DRAFT: Fix copy-avoidance throughput regression by deferring reply size tracking to IO thread by rainsupreme · Pull Request #3990 · valkey-io/valkey

rainsupreme · 2026-06-15T22:57:03Z

Problem

PR #2652 introduced a 14–17% throughput regression on ARM (Graviton 3) and 8% on Intel (Sapphire Rapids) for GET workloads using copy avoidance with io-threads.

Root cause: sdslen(obj->ptr) in addReplyBulk() dereferences a random heap pointer on every reply for net_output_bytes_curr_cmd tracking. With copy avoidance, this value hasn't been touched since the client stored it — guaranteed L2/L3 cache miss at ~80ns each, consuming 15% of main-thread cycles at 2M rps.

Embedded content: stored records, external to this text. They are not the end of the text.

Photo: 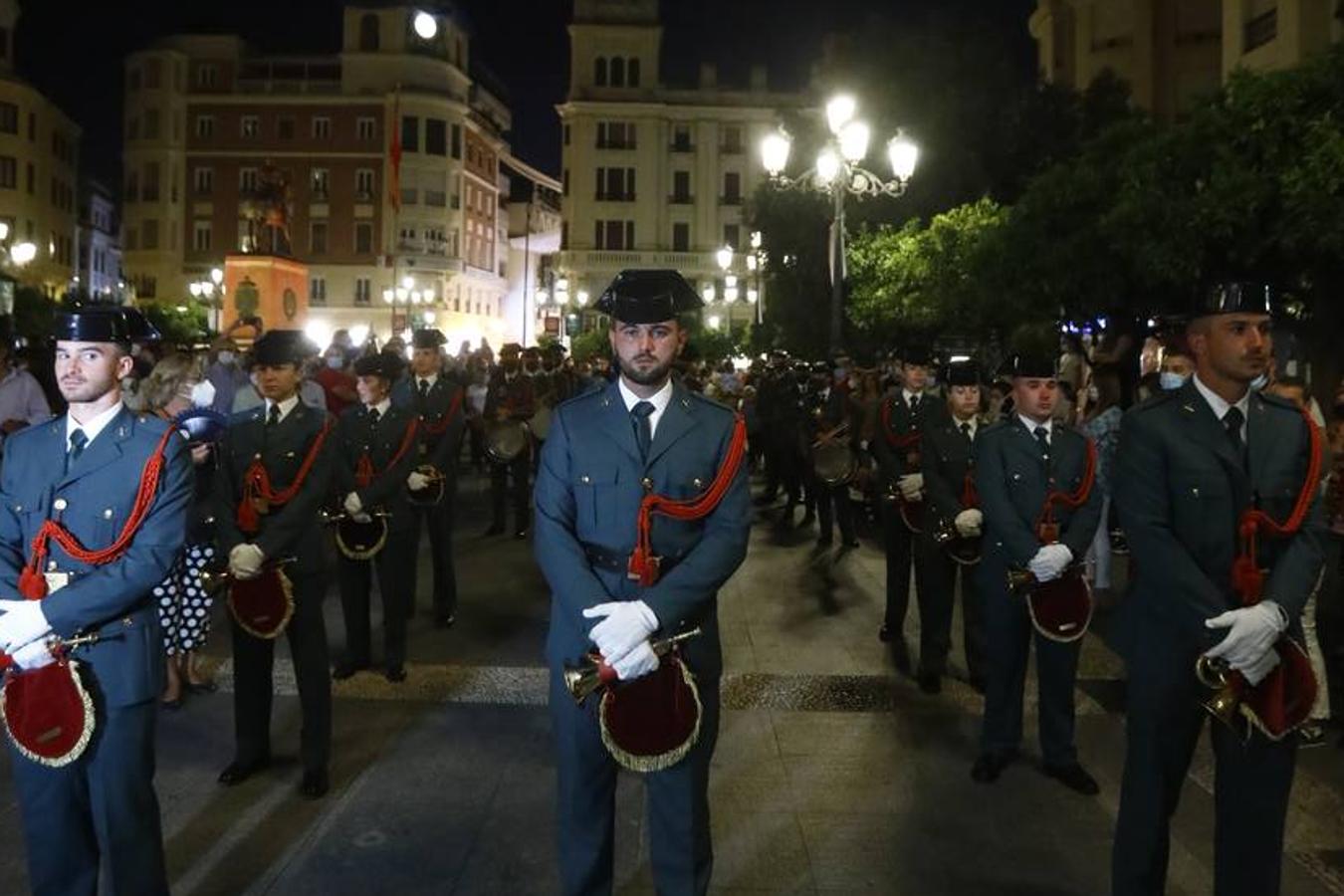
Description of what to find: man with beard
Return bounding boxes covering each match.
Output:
[215,331,336,799]
[1111,282,1326,896]
[392,328,468,628]
[484,342,537,539]
[537,270,752,895]
[0,308,195,893]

perf diff confirms: addReplyBulk went from 1% → 14.8% (ARM) / 8.95% (Intel) of main-thread cycles.

Fix

The IO thread already computes sdslen when writing to the socket (trackBufReferences) — the cache miss is unavoidable there. This PR eliminates the redundant main-thread access with a two-phase deferred commandlog check:

Remove sdslen/digits10 from main thread — set track_bytes=0 for BULK_STR_REF payloads, delegating byte counting to the IO thread.
Stash argv refs at command time — when copy avoidance is active and commandlog-reply-larger-than >= 0, incrRefCount the argv into a per-client inline array (CMDLOG_INLINE_ARGV_MAX=4, zero allocation for GET/GETRANGE). Skip the large-reply check since reply size is unknown.
Accumulate bytes in IO thread — new io_reply_len_cmdlog atomic counter alongside existing io_tracked_reply_len.
Check threshold at write completion — postWriteToClient calls commandlogCheckDeferredLargeReply() once all replies are flushed, logging with the stashed argv for full command attribution, then releases the refs.

Results

ARM Graviton 3, 128B GET, io-threads=7, P=10, 3M random keys, 5 reps:

Build	Throughput	IPC	Backend Stalls	Δ
Pre-regression (`29d3244`)	2,179,643 rps	3.93	43%	—
Current HEAD (`d0ffbabb0`)	1,874,527 rps	1.56	60%	−14.0%
This PR (`1e21e024`)	2,194,660 rps	2.42	41%	+17.1%

Full recovery (+0.7% above pre-regression). CV improved from 0.73% → 0.21%.

Design

The fundamental timing problem: with copy avoidance, argv is available at command time but reply size isn't known until the IO thread writes. By write completion time, argv has been freed by resetClient.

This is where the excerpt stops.